At the end of the day, patient financial responsibility is just one small part of a healthcare organization’s RCM and financial operations, but it’s an important and often-overlooked part. And it’s one that will become more important as the healthcare landscape shifts closer to patient-centered and value-based care. AI has the potential to help, giving both patients and providers the data and tools they need to work together.
The HealthLeaders Mastermind program is an exclusive series of calls and events with healthcare executives. This AI in Finance Mastermind series features ideas, solutions, and insights on excelling your AI programs.

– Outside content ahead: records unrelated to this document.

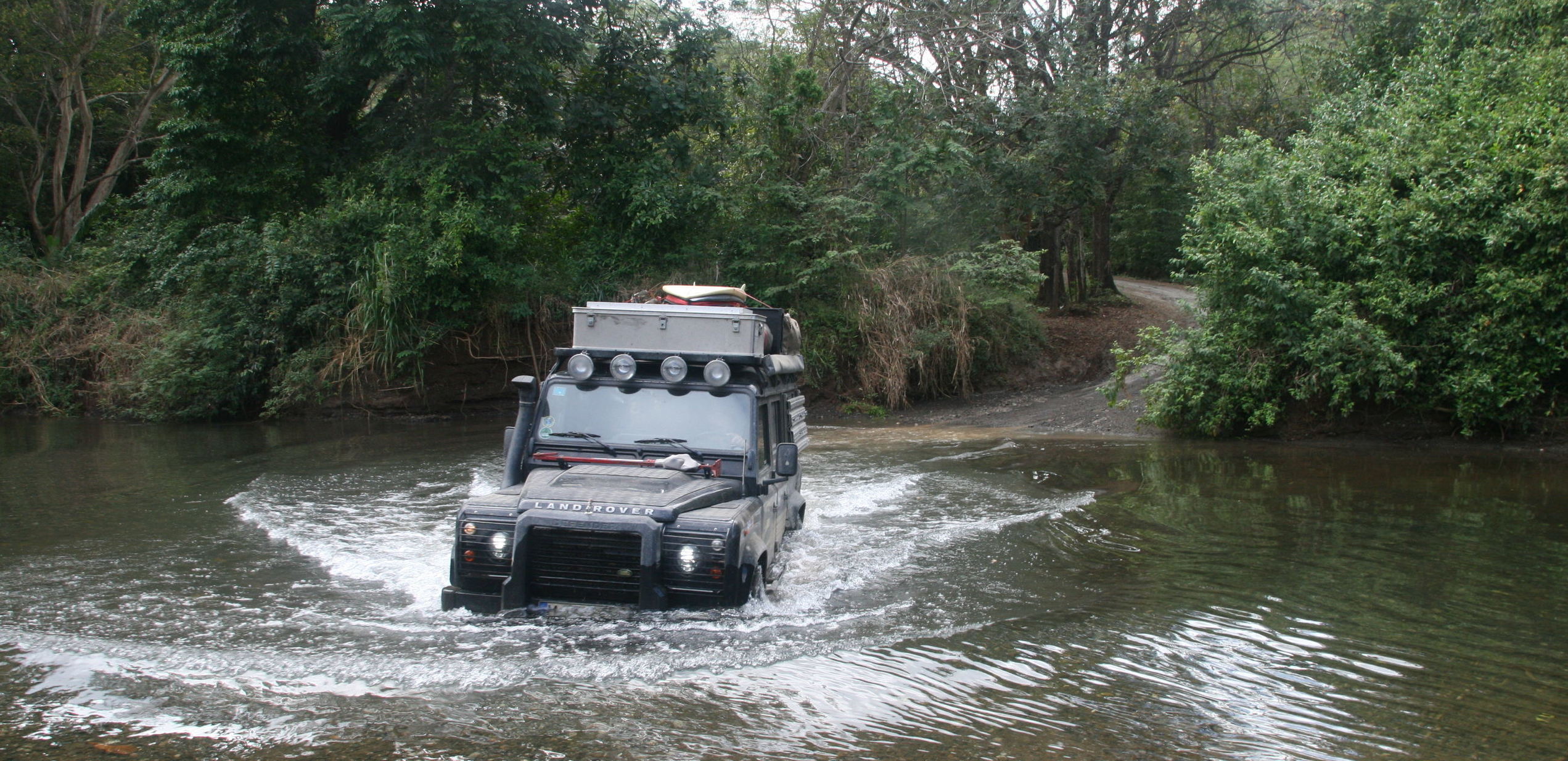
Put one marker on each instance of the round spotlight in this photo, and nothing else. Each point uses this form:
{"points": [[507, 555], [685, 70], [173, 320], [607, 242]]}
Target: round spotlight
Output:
{"points": [[579, 366], [673, 369], [499, 543], [623, 368]]}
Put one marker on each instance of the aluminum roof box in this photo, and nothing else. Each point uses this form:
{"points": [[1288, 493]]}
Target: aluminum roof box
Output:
{"points": [[706, 330]]}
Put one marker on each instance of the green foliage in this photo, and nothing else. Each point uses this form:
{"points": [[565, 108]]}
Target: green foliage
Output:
{"points": [[1408, 250], [869, 410]]}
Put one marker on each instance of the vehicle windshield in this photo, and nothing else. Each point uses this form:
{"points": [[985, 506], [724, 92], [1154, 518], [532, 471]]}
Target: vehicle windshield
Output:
{"points": [[706, 419]]}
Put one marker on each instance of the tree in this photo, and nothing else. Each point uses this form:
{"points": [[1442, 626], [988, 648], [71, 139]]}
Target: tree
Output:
{"points": [[79, 91]]}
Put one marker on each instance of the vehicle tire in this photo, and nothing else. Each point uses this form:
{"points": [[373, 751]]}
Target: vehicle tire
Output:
{"points": [[756, 583], [797, 518]]}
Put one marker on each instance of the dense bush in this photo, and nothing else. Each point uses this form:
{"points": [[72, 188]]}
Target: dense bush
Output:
{"points": [[1411, 249]]}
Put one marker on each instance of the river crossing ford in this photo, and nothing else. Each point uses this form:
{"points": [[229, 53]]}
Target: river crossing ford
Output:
{"points": [[273, 592]]}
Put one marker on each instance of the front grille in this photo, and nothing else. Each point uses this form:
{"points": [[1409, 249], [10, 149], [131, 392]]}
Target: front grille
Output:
{"points": [[700, 587], [585, 566], [485, 562]]}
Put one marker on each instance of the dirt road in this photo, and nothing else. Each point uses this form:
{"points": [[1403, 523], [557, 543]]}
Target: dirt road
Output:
{"points": [[1081, 350]]}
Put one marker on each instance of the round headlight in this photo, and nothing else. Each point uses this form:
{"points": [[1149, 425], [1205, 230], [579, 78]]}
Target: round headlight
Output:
{"points": [[579, 366], [501, 543], [623, 368], [673, 369]]}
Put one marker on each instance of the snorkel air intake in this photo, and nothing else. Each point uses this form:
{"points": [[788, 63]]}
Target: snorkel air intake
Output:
{"points": [[521, 430]]}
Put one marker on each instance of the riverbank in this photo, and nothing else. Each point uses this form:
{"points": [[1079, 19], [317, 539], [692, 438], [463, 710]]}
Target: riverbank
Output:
{"points": [[1062, 391]]}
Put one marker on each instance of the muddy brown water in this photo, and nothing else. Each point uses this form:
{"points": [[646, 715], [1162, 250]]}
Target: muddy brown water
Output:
{"points": [[272, 592]]}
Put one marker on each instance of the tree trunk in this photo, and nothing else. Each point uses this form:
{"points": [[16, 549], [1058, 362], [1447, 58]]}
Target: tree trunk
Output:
{"points": [[1099, 270], [1046, 237]]}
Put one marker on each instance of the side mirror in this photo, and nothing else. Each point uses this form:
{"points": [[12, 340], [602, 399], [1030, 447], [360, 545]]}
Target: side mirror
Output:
{"points": [[527, 388], [786, 459]]}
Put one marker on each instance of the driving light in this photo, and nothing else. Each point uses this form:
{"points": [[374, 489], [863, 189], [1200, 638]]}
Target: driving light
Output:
{"points": [[623, 368], [673, 369]]}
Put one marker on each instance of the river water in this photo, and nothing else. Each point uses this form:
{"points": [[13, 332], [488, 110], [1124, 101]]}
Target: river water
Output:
{"points": [[273, 592]]}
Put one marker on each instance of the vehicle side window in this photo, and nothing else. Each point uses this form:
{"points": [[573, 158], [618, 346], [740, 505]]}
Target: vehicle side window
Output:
{"points": [[781, 421], [764, 437]]}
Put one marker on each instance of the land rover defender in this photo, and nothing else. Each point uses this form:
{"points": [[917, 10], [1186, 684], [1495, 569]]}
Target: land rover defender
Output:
{"points": [[654, 466]]}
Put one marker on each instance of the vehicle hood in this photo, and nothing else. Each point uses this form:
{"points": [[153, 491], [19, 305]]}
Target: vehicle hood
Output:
{"points": [[623, 490]]}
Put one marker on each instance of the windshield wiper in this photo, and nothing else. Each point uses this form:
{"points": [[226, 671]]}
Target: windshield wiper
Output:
{"points": [[679, 443], [590, 437]]}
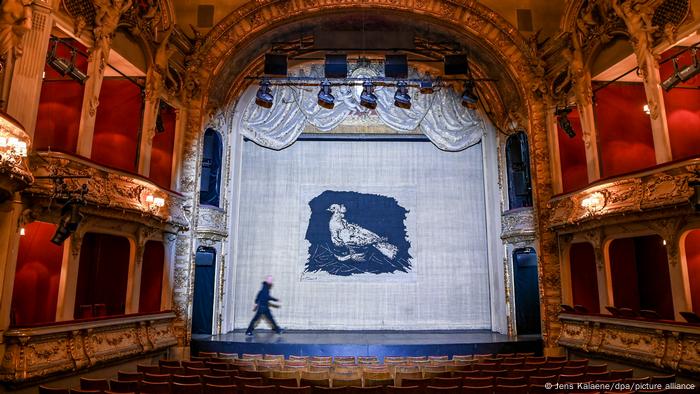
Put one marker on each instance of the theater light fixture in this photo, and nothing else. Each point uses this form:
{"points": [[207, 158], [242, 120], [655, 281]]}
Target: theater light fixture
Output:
{"points": [[367, 98], [70, 219], [691, 70], [469, 96], [564, 123], [325, 98], [401, 97], [264, 96]]}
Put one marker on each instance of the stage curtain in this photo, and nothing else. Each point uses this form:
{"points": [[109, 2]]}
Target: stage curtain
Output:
{"points": [[448, 284], [440, 115], [584, 279]]}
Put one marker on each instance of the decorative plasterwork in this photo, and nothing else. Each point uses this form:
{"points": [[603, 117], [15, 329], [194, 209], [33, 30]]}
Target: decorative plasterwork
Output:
{"points": [[109, 189], [34, 353], [207, 67], [518, 225], [663, 345], [664, 187]]}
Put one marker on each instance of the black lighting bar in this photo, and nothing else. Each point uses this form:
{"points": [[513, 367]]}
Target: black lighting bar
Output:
{"points": [[351, 81]]}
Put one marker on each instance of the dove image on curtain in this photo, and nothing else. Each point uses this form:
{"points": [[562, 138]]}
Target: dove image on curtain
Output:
{"points": [[356, 233]]}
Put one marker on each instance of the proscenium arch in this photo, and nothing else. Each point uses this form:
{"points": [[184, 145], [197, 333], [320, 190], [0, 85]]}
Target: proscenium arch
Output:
{"points": [[501, 40]]}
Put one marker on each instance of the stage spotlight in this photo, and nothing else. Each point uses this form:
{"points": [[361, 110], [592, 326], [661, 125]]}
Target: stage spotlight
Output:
{"points": [[401, 97], [469, 96], [367, 98], [695, 199], [692, 70], [74, 71], [673, 80], [61, 65], [564, 123], [264, 97], [70, 219], [325, 98]]}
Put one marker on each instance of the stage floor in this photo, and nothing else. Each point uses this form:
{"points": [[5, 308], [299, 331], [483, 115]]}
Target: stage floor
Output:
{"points": [[367, 343]]}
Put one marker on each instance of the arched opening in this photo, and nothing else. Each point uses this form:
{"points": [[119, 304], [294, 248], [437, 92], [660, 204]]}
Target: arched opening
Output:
{"points": [[203, 299]]}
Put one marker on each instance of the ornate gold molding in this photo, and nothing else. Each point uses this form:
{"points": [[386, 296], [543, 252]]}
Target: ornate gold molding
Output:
{"points": [[662, 187], [34, 353], [669, 346], [110, 190]]}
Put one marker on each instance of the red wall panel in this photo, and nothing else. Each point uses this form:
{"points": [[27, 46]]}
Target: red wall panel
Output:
{"points": [[162, 153], [572, 156], [151, 277], [103, 272], [692, 256], [624, 130], [623, 272], [584, 280], [117, 124], [35, 291]]}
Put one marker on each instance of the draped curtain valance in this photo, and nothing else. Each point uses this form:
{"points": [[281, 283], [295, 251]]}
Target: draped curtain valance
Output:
{"points": [[440, 115]]}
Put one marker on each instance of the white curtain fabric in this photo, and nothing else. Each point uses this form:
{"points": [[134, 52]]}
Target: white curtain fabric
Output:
{"points": [[440, 115]]}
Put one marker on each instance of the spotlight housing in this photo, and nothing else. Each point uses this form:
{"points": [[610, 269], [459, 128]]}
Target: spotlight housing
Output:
{"points": [[691, 70], [401, 97], [469, 96], [564, 123], [325, 98], [674, 79], [367, 98], [264, 96]]}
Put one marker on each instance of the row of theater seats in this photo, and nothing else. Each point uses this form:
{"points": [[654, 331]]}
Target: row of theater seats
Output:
{"points": [[252, 374]]}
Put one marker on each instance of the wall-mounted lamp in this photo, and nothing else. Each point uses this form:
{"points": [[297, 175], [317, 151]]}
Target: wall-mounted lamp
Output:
{"points": [[154, 204]]}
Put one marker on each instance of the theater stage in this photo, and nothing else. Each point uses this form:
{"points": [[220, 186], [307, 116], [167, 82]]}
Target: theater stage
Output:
{"points": [[367, 343]]}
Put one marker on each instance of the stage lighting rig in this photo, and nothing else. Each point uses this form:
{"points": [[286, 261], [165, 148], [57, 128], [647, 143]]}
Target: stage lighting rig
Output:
{"points": [[72, 199], [564, 123], [401, 98]]}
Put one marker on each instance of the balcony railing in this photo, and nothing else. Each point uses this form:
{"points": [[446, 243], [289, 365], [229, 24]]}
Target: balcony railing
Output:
{"points": [[667, 345], [661, 187]]}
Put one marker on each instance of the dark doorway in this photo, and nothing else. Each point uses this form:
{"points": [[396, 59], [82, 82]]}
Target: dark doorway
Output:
{"points": [[518, 165], [203, 300], [527, 294]]}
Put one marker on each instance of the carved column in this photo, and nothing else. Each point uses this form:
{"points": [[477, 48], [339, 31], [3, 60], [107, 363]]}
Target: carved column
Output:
{"points": [[10, 212], [25, 90], [107, 18], [670, 231], [637, 18]]}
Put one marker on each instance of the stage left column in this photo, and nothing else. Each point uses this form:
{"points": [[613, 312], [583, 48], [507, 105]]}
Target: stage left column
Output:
{"points": [[27, 77]]}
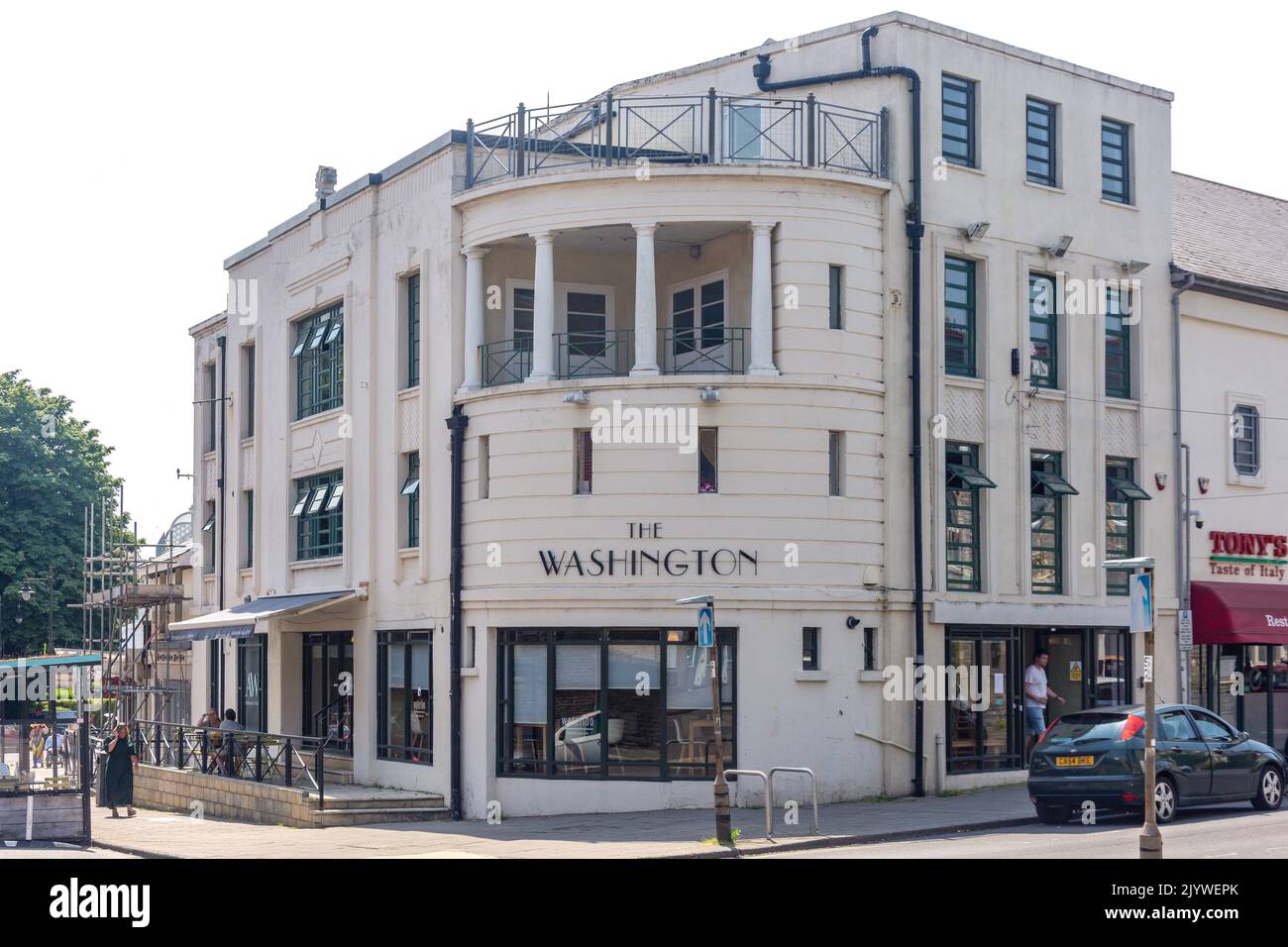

To inquire about participating in an upcoming Mastermind series or attending a HealthLeaders Exchange event, email us at exchange@healthleadersmedia.com
Eric Wicklund is the associate content manager and senior editor for Innovation at HealthLeaders.
KEY TAKEAWAYS
Executives from several health systems recently met in Chicago for a round-table as part of the HealthLeaders Mastermind program on Ai in RCM and financial operations.
While many healthcare organizations are using AI to improve administrative tasks and handle data-crunching, executives are intrigued by the potential of both generative and predictive AI tools to go beyond automation and improve decision-making.
The technology could eventually help a health system improve its relationship with payers, identify all the challenges that patients face in paying their bills and work with them to set up a payment program.